Senate Bill 600, in a 24-3 vote, was sent to the House by the Arkansas Senate on Monday. According to NWA Online, the bill would require the state Department of Workforce Services to “establish and administer a two-year pilot program of suspicion-based drug screening and testing for each applicant and recipient for the Temporary Assistance for Needy Families Program.”
This new bill states that anyone applying for or receiving assistance from the Temporary Assistance for Needy Families program will be required to take a drug test if their drug screening provides reasonable cause for suspicion.
According to Sen. Blake Johnson, R-Corning, who proposed Bill 600, applicants will be given a written questionnaire, and depending on their responses, drug testing will be performed if the Department “has a reasonable suspicion that the applicant has engaged in drug use.”

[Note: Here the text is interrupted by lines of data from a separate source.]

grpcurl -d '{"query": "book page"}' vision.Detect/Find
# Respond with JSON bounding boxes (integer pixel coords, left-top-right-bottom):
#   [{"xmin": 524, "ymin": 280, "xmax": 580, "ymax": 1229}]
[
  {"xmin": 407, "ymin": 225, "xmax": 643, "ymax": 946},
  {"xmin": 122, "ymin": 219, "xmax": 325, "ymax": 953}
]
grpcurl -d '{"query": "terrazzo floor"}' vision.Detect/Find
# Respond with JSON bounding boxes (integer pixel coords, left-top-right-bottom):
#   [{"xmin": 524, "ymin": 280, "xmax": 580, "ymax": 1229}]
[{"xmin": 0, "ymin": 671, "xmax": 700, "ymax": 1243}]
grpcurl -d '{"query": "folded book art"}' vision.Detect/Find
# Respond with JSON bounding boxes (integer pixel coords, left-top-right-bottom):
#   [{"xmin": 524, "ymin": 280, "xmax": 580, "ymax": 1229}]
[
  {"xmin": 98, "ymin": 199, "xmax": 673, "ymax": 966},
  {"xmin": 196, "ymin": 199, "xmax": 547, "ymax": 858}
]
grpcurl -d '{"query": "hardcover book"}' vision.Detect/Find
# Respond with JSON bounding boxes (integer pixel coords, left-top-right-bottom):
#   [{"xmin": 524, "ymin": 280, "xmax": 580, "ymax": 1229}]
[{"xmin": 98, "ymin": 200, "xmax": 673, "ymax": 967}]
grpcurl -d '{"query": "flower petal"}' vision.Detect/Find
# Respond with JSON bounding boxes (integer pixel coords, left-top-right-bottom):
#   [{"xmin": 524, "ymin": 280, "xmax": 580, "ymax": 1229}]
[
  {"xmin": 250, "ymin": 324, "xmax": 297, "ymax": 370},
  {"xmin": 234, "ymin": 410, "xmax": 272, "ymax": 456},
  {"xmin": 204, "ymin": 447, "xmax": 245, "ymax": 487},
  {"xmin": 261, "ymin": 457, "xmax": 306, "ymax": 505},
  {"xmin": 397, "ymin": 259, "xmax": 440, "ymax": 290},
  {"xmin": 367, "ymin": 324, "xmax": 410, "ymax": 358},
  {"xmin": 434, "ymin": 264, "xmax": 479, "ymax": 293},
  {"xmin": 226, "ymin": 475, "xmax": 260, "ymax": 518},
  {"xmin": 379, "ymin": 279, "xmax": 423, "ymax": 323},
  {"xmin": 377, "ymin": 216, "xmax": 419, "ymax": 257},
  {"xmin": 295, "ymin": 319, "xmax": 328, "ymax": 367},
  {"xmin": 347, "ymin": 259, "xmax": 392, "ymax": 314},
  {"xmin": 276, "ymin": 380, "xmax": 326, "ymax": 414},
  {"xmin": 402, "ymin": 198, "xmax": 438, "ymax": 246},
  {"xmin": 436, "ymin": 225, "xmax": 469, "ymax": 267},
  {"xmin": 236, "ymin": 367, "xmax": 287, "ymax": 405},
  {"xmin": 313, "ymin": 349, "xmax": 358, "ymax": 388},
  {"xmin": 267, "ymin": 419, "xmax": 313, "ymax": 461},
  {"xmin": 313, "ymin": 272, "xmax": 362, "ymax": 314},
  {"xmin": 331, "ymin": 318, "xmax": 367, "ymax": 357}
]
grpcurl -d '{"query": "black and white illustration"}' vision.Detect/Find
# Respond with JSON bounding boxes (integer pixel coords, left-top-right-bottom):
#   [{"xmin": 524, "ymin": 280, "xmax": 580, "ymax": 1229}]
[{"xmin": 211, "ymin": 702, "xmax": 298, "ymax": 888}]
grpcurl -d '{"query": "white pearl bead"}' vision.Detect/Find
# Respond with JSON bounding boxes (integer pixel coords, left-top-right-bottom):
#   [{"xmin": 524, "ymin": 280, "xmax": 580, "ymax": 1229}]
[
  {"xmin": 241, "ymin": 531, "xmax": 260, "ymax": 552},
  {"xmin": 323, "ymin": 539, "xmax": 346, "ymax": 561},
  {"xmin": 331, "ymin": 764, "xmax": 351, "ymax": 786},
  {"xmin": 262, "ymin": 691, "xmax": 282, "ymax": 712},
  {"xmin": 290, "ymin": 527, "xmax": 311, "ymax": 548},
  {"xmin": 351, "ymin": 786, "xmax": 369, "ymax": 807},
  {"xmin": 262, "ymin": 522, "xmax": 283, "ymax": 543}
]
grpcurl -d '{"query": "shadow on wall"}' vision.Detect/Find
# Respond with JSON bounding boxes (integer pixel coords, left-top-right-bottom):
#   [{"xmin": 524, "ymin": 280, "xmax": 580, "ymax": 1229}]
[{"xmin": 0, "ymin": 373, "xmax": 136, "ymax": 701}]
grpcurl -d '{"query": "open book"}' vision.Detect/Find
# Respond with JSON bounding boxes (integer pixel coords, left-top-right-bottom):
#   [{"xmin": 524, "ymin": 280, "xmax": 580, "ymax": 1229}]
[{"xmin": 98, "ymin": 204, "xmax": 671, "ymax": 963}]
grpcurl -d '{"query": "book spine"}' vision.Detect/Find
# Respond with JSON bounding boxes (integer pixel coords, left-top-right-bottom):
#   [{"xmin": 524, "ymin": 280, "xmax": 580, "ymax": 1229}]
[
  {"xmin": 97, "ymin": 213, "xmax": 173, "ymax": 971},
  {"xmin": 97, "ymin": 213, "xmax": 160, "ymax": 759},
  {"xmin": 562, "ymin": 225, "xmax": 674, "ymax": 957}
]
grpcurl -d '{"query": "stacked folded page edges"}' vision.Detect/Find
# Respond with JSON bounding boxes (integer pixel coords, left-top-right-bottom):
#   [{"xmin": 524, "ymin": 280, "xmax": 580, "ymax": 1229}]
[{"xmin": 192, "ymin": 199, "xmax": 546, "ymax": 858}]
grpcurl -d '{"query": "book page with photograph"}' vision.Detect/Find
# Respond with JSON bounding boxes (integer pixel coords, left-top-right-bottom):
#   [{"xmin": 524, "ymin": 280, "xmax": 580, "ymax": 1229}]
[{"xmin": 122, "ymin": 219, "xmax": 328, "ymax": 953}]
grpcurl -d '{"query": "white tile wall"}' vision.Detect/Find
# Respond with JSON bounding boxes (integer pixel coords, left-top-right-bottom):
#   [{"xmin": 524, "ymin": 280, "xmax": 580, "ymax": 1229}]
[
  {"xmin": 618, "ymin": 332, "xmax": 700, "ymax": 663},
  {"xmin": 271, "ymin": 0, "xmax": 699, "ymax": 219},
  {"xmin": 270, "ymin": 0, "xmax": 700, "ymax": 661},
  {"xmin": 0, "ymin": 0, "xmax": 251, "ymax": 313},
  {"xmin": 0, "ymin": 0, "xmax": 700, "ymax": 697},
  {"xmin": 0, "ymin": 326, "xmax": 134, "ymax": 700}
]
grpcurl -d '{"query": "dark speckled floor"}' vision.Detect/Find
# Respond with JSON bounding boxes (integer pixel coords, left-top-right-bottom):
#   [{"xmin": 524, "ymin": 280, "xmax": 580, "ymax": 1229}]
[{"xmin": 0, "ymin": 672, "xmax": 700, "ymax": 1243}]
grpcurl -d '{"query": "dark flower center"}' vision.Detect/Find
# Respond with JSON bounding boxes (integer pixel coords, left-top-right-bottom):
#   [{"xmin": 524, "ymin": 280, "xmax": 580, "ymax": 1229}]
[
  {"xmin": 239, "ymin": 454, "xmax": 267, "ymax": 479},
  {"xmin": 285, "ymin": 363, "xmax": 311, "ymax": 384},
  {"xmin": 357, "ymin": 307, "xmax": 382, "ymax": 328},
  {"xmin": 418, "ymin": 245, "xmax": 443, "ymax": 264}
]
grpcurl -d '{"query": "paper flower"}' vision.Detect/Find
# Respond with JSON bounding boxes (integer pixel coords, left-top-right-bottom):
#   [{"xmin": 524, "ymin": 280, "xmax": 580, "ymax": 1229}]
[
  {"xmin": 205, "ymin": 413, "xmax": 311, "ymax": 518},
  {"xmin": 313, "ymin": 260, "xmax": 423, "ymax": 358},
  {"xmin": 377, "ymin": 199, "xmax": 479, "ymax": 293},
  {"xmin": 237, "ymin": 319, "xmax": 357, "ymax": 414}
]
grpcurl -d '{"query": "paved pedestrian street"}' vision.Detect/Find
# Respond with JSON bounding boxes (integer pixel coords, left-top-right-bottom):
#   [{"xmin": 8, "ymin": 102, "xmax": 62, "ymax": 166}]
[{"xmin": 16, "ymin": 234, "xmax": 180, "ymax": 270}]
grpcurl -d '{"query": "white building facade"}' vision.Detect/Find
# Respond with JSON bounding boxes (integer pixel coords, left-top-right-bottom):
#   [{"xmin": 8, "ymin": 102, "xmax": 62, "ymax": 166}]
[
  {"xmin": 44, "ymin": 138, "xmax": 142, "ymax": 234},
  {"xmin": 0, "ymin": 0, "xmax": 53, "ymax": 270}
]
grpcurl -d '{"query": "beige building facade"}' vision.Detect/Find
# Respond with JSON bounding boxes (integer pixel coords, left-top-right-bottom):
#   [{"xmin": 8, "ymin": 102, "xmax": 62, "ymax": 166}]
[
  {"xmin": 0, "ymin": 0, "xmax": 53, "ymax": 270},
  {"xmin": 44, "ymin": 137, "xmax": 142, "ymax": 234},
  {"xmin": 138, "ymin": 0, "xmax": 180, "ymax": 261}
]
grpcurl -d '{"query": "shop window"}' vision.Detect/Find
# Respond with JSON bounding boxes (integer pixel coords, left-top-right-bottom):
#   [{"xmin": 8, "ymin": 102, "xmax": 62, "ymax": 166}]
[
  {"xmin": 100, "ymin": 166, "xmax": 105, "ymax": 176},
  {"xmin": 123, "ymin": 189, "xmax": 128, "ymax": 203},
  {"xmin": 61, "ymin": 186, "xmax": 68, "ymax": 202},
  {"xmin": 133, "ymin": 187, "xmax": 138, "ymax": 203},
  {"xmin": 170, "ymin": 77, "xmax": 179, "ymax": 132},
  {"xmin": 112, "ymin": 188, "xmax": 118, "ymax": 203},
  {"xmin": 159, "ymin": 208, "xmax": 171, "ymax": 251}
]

Benefits could be cancelled for up to 6 months for those who test positive for drug use or refuse to take a drug test.
The applicant will pay for the drug testing if he or she tests positive and the state will pay if the applicant does not test positive.
The House will make the final decision on whether Bill 600 will go forward. The governor of Arkansas will then have to give his sign of approval for it to be enacted as law.
The American Civil Liberties Union says drug testing welfare recipients is “unconstitutional.”
A statement posted to their website reads: “These bills are introduced by legislators based on the wrong belief that people who receive public assistance use drugs at a higher rate. This kind of drug testing is unconstitutional, scientifically unsound, fiscally irresponsible and one more way the 'war on drugs' is an unfair war on America's most vulnerable populations.”